Self-organized critical random directed polymers

TL;DR

This paper reveals a hierarchical structure in zero-temperature 1+1 dimensional random directed polymers, characterized by power-law avalanche distributions indicating weak replica symmetry breaking.

Contribution

It introduces a hierarchical framework to analyze quasi-degenerate ground states and identifies two distinct avalanche populations with specific statistical behaviors.

Findings

Power-law distribution of moderate avalanches with exponent 2/5

Identification of a second avalanche population with exponential cutoff

Numerical confirmation of hierarchical structure and weak replica symmetry breaking

Abstract

We uncover a nontrivial signature of the hierarchical structure of quasi-degenerate random directed polymers (RDPs) at zero temperature in 1+1 dimensional lattices.
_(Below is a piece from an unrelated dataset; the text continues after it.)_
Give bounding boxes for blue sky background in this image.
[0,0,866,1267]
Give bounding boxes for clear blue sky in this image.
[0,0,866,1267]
Using a cylindrical geometry with circumference $8 \leq W \leq 512$, we study the differences in configurations taken by RDPs forced to pass through points displaced successively by one unit lattice mesh. The transition between two successive configurations (interpreted as an avalanche) defines an area $S$. The distribution of moderatly sized avalanches is found to be a power-law $P(S) dS \sim S^{-(1+\mu)} dS$. Using a hierarchical formulation based on the length scales $W^{2\over 3}$ (transverse excursion) and the distance $W^{{2\over 3}\alpha}$ between quasi-degenerate ground states (with $0<\alpha\le 1$), we determine $\mu = {2\over 5}$, in excellent agreement with numerical simulations by a transfer matrix method. This power-law is valid up to a maximum size $S_{5\over 3} \sim W^{5\over 3}$. There is another population of avalanches which, for characteristic sizes beyond $S_{5\over 3}$, obeys $P(S) dS \sim \exp(-(S/S_{5\over 3})^3) dS$ also confirmed numerically. The first population corresponds to almost degenerate ground states, providing a direct evidence of ``weak replica symmetry breaking'', while the second population is associated with different optimal states separated by the typical fluctuation $W^{2\over 3}$ of a single RDP.